- Born: Chaim Helcher 1877 Daugavpils, Vitebsk, Russian Empire (today Latvia)
- Died: 4 November 1912 (aged 34–35) Philadelphia, Pennsylvania, United States
- Resting place: Har Nebo Cemetery
- Movement: Anarchism
- Motive: Unrequited love, paranoia
- Conviction: Attempted murder

Details
- Injured: Voltairine de Cleyre
- Weapons: Revolver

= Herman Helcher =

Attempted murderer (1877–1912)

Chaim "Herman" Helcher (1877–1912) was a Latvian-American cigar maker and attempted murderer. Having suffered from a mental disorder since childhood, after emigrating to the United States, he became obsessed with his English teacher Voltairine de Cleyre. He began to harbor paranoid delusions about her, leading to him attempting to murder her. De Cleyre survived the attack, but the bullet wounds caused her pain for the rest of her life. Although she defended Helcher during his trial, he was convicted and sentenced to prison. He spent much of the remainder in his life in mental asylums, where he died.

==Biography==
Chaim "Herman" Helcher was born into a Latvian Jewish family, in the city of Daugavpils, in the Russian Empire. In 1888, he emigrated to the United States, together with his mother and sister. From a young age, he showed signs of paranoia, caused by the accumulation of uric acid in his blood. By 1895, this condition had caused a brain fever, which developed into a mental disorder.

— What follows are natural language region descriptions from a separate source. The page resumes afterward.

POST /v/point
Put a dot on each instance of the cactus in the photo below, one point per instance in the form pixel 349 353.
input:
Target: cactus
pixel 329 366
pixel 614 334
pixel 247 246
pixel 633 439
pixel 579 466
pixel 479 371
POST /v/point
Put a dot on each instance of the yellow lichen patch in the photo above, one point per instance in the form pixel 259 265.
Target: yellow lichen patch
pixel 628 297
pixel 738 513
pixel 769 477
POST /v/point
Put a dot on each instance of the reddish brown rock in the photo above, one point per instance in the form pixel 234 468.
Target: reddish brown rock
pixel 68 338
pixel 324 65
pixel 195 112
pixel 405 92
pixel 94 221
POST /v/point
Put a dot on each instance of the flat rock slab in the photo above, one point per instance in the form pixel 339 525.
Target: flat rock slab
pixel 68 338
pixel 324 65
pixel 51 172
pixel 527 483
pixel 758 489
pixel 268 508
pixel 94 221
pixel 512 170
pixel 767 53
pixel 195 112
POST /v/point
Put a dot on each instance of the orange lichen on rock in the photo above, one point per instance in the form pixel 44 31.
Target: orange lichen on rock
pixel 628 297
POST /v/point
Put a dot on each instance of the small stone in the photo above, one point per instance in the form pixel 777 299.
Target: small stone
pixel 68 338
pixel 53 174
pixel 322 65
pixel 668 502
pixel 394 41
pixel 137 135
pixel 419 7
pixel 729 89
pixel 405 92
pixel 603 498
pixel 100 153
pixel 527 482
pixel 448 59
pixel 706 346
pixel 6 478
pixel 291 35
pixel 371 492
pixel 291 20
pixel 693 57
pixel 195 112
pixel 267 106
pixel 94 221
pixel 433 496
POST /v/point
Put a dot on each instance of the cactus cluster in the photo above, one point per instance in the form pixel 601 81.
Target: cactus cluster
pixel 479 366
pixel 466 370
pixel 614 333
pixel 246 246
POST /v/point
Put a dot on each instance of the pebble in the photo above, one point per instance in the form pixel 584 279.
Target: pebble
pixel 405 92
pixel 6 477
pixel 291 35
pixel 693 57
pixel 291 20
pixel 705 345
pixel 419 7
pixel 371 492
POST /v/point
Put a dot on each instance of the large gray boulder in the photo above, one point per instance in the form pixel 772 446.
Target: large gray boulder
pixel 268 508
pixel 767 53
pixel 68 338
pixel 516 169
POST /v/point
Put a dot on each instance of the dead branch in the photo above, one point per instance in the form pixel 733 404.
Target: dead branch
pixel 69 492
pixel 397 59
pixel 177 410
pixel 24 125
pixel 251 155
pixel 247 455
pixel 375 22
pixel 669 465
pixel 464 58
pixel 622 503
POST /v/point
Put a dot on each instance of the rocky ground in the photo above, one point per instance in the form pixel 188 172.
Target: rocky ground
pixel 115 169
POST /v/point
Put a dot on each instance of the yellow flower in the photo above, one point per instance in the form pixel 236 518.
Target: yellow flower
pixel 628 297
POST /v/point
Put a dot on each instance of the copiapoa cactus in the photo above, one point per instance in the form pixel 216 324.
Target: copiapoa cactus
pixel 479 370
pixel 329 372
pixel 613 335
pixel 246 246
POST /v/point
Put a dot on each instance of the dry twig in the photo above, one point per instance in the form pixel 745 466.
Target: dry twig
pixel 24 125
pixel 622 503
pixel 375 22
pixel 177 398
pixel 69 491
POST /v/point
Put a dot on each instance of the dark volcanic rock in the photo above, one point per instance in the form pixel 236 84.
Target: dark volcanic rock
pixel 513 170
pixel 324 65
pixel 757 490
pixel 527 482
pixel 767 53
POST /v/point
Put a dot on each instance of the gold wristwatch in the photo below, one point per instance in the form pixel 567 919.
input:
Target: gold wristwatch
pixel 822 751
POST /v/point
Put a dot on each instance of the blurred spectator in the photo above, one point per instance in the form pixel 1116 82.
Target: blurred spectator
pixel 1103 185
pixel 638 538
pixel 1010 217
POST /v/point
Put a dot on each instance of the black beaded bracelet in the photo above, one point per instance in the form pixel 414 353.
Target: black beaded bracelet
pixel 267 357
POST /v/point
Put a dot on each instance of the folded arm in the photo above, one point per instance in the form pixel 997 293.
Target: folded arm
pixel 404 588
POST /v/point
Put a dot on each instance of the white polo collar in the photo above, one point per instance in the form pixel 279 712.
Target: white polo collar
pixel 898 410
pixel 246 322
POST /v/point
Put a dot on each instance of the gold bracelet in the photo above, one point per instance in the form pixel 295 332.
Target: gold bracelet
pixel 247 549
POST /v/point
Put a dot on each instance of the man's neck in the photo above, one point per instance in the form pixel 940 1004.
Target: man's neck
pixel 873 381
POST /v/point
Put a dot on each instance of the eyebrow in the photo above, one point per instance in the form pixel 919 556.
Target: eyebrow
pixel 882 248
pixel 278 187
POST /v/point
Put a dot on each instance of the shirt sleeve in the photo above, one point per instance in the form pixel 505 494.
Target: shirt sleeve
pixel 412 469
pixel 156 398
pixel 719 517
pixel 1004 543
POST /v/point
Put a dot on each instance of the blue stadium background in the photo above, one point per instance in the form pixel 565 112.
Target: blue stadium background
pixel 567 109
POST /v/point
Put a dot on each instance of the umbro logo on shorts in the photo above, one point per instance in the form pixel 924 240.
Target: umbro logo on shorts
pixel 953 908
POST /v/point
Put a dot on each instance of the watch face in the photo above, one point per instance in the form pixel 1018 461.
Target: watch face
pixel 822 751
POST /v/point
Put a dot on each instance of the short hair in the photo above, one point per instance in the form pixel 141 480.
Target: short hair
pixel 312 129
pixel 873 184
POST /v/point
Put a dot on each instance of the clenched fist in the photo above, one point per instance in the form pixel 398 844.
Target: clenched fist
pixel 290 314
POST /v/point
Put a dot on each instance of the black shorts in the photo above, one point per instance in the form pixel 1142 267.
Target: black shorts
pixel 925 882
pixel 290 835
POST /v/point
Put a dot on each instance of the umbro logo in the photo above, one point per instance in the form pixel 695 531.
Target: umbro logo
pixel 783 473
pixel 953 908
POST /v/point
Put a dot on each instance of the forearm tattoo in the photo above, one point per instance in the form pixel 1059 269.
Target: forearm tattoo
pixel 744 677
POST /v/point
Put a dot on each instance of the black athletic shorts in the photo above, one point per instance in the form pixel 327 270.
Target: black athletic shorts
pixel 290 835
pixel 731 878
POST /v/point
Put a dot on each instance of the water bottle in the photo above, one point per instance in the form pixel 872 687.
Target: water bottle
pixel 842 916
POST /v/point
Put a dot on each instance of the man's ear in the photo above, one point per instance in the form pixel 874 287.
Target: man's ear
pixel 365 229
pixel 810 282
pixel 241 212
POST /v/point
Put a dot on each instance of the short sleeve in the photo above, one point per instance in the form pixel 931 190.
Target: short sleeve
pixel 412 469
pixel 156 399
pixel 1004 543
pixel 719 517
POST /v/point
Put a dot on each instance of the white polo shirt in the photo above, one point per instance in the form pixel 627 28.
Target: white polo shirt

He settled in Philadelphia, where he found work as a cigar maker, joined the local anarchist movement, and began receiving lessons in the English language from the American anarchist Voltairine de Cleyre. Helcher was known in Philadelphia for having a "mild" and "gentle" character. Fellow anarchist Nathan Navro described him as "a little foolish, but very sincere in his anarchism". But he also exhibited strange behavior; on one occasion he requested the home address of John Wanamaker so that he could break into his house and steal a lock of his daughter's hair.

Helcher soon became obsessed with his teacher and her partner Samuel H. Gordon. When the couple broke up, he attempted to get them back together "for the good of the cause". But when de Cleyre rebuffed him, he began to turn against her and started to exhibit paranoid delusions about her. He accused de Cleyre of antisemitism, believed that she had blacklisted him from her local anarchist group and had gotten him fired; in the latter case, he had not actually been dismissed and still had his job. He also held an unrequited love for de Cleyre, which caused him great distress, although he never expressed his feelings to her. By October 1902, he had decided to murder his former teacher.

Helcher purchased a revolver and a fake moustache. One day, he attempted to ambush her on her way to one of her lessons, but called off the attack when he saw that she was walking with Mary Hansen. On December 19, 1902, Helcher accosted de Cleyre while she was waiting alone for a trolley car, at the corner of 4th Street and Green Street. He pulled on her sleeve and when she turned to face him, he shot her at point blank in the chest. As she twisted away from him, he shot at her three more times, with two of the bullets hitting her in the back. She managed to run away down the block before collapsing, after which she was rushed to a hospital.

Helcher himself remained in place where he had attacked de Cleyre and was arrested without resistance. He told the police that arrested him "I don't want to live. We were sweethearts. She broke my heart and deserved to be killed." That same day, Hansen visited him at the police station where he was held and asked him why he had tried to kill de Cleyre. He responded: "I don't know; I had to." Hansen asked why he had never came to tell them of his grievance and said that de Cleyre herself wasn't even aware that he was still in Philadelphia. He asked back: "Well, why didn't she know? She ought to have known. Nobody cared about me. I had nothing to eat for three days, and fourteen cents in my pocket."

When the police brought him to de Cleyre's hospital bed to identify him, she refused to identify him as her attacker. Due to his mental condition, de Cleyre believed that he needed professional care, rather than carceral punishment. She also refused to appear as a witness in his trial, organized a campaign to secure his release from jail and collected funds for his defense. Despite her appeals, Helcher stood trial and was found guilty of attempted murder. Although sentenced to 6 years and 9 months imprisonment, he was soon transferred to a mental asylum in Norristown, Pennsylvania and later released into his parents' protective custody. His condition only got worse and he was recommitted to the asylum, where he died. Helcher's bullets, which were never removed from de Cleyre's body, continued to cause her pain for the rest of her life.